My ColdFusion User Defined Function Library Structure
Posted September 11, 2006 at 8:50 AM by Ben Nadel
I was recently asked how I build my library of ColdFusion user defined functions (UDF). I sometimes post code samples that will break if you copy them directly as they contain references to parts of the library that you do not have. I cache all my UDF's in the APPLICATION scope in a single ColdFusion Component (CFC). Then, for each page request, I get a reference to it and store it in the REQUEST scope:
- REQUEST.UDFLib = APPLICATION.ServiceFactory.GetUDFLib();
I put it into the request scope more for personal reasons (as opposed to going to the APPLICATION scope each time). The ServiceFactory is just a cached object instance in my APPLICATION scope that houses an interface for getting and creating objects in my application. Without a ServiceFactory, you could easily do this like:
- <cfset APPLICATION.UDFLib = CreateObject( "component", "UDFLib" ).Init() />
Now, my UDF library is one object, but it is actually composed of many different objects. I like to house each of my UDF library categories (ie. Text, XML) in a different component. This makes adding and editing methods much easier and it forces me to think out my code more. Plus, it cuts down on naming conflicts and allows for smaller naming conventions. Here is the code for the main UDF library object:
- hint="Houses all the user defined functions for this application.">
- <cffunction name="Init" access="public" returntype="UDFLib" output="no"
- hint="Returns an initialized user defined library instance.">
- // Since this is a library and NOT a real entity bean, we are going to
- // store all library references in the THIS scope so that they are
- // easily accessible to anyone who has an instance reference.
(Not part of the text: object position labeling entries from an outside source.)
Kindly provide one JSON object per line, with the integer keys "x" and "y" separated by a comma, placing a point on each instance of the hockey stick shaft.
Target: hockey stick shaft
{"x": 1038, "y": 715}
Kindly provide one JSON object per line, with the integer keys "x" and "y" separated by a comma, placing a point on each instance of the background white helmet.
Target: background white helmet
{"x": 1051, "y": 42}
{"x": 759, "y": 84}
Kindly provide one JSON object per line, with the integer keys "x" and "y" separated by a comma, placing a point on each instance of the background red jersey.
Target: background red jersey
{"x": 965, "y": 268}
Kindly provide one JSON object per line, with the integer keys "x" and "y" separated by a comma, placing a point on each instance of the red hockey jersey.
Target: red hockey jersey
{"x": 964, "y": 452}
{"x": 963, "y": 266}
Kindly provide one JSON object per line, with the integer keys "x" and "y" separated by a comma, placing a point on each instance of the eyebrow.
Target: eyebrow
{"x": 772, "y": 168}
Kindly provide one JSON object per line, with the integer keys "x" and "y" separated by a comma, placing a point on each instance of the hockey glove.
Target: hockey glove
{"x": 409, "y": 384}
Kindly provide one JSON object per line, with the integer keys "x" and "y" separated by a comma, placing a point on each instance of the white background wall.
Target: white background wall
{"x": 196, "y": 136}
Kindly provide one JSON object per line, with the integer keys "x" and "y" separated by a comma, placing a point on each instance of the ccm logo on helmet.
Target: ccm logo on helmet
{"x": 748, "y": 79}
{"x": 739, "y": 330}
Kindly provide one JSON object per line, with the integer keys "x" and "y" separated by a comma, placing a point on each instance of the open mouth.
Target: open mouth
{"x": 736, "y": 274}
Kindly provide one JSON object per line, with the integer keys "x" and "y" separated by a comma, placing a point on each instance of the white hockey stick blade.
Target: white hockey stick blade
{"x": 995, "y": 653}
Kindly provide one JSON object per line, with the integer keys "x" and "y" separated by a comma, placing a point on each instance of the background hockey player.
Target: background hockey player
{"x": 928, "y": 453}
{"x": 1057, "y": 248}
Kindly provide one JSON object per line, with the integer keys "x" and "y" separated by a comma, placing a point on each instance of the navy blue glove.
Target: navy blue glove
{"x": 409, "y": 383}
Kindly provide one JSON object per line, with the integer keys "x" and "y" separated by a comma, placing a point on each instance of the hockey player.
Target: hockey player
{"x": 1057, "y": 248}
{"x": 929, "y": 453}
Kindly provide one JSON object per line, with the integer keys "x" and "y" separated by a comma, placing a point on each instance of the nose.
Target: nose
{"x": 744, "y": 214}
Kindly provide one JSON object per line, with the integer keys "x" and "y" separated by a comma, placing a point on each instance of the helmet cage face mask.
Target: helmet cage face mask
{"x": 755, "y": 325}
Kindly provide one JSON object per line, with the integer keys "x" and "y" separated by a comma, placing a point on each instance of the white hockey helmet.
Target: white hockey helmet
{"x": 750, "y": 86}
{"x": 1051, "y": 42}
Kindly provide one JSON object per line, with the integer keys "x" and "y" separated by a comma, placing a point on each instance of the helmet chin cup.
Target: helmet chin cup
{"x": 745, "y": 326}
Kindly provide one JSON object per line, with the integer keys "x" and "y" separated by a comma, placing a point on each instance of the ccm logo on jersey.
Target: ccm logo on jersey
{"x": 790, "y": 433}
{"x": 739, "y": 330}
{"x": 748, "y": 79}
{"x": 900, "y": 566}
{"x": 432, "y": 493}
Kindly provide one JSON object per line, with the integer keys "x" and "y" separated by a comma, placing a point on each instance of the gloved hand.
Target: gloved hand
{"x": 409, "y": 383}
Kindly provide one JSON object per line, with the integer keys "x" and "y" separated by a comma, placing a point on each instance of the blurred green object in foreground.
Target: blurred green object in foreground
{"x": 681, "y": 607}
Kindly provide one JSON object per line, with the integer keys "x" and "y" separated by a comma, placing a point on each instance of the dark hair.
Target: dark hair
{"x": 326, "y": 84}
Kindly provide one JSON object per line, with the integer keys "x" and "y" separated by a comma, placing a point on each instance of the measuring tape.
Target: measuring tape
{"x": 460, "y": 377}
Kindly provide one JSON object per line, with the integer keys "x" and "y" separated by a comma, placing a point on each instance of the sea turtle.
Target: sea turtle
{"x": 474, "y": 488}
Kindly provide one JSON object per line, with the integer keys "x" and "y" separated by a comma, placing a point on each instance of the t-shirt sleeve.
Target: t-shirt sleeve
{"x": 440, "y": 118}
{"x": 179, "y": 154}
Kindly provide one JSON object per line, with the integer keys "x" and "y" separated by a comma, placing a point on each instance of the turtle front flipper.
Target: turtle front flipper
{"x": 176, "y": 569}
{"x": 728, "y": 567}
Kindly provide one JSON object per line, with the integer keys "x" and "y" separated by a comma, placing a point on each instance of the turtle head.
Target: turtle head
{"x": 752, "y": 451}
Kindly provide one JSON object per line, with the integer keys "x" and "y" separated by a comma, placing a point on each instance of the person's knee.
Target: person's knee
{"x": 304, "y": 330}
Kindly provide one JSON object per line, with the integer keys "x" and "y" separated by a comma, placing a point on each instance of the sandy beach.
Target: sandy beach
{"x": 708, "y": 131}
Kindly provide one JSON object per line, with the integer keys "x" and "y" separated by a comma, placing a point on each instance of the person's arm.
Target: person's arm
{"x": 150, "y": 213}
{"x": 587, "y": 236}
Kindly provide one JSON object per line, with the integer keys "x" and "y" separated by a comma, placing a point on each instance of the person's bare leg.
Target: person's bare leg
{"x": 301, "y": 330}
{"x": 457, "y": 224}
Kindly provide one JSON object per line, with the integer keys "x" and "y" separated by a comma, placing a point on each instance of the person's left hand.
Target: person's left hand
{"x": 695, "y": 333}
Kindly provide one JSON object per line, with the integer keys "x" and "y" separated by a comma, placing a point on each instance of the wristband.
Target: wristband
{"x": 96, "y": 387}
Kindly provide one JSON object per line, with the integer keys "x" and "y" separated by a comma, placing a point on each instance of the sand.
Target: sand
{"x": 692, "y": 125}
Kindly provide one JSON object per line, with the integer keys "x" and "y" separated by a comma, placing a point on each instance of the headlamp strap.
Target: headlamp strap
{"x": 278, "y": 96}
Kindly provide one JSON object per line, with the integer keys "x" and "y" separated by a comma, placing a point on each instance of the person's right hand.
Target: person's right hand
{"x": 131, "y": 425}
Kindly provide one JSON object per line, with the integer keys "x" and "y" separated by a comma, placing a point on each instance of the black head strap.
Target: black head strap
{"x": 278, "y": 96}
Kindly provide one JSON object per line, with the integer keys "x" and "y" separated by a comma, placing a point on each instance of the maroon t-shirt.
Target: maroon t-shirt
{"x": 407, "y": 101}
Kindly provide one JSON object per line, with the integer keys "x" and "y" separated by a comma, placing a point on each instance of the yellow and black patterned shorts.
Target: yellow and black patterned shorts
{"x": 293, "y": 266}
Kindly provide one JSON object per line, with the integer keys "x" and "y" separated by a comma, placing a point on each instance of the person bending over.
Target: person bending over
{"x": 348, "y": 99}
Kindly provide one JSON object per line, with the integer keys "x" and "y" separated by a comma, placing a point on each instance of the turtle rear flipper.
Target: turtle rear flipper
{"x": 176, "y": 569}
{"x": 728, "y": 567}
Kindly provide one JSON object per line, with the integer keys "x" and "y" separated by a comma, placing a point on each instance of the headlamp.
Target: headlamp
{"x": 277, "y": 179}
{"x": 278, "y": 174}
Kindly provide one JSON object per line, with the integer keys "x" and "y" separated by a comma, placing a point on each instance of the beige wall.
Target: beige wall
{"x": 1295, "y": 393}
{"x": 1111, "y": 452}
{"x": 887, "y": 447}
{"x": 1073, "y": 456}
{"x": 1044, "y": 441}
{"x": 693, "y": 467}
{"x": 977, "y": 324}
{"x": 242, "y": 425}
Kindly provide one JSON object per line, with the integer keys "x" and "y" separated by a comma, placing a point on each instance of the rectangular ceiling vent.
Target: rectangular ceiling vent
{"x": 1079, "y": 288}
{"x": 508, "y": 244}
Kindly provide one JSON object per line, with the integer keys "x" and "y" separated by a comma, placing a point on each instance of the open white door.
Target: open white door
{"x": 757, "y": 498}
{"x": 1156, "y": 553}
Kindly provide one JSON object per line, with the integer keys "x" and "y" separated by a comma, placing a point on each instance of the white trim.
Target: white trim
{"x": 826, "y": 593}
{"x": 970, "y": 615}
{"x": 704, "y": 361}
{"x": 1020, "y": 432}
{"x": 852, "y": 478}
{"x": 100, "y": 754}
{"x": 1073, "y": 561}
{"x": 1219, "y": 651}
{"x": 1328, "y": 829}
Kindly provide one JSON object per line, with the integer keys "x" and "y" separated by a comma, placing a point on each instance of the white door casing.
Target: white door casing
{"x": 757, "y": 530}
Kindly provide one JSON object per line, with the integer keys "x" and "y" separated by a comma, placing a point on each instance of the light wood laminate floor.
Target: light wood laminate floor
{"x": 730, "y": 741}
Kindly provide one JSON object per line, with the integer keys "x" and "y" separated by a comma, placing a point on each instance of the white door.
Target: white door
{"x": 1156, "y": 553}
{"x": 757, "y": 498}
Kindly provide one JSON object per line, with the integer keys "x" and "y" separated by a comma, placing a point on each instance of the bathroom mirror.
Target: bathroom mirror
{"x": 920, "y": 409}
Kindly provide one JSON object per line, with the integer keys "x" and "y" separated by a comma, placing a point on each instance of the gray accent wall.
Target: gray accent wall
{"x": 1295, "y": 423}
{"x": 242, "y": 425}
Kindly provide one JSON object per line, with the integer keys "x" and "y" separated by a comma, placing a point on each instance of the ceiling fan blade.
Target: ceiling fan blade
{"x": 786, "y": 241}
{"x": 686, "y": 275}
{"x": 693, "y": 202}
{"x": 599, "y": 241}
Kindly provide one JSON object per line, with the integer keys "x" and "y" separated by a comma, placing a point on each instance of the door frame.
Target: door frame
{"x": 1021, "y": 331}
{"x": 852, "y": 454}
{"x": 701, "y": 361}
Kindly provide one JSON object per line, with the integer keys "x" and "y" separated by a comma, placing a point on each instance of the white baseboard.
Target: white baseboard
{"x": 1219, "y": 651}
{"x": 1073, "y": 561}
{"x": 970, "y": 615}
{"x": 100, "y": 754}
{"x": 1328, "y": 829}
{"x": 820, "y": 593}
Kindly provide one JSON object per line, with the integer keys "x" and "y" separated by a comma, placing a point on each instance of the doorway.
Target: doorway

- // System contains core system functions.
- THIS.System = CreateObject( "component", "UDFlib.SystemLib" ).Init( THIS );
- // AJAX contains AJAX utility functions.
- THIS.AJAX = CreateObject( "component", "UDFLib.AJAXLib" ).Init( THIS );
- // Array contains array manipulation functions.
- THIS.Array = CreateObject( "component", "UDFLib.ArrayLib" ).Init( THIS );
- // DateTime contains date and time manipulation functions.
- THIS.DateTime = CreateObject( "component", "UDFlib.DateTimeLib" ).Init( THIS );
- // List contains list manipulation functions.
- THIS.List = CreateObject( "component", "UDFlib.ListLib" ).Init( THIS );
- // IO contains input and output related functions.
- THIS.IO = CreateObject( "component", "UDFlib.IOLib" ).Init( THIS );
- // Query contains query manipulation functions.
- THIS.Query = CreateObject( "component", "UDFlib.QueryLib" ).Init( THIS );
- // Struct contains struct manipulation functions.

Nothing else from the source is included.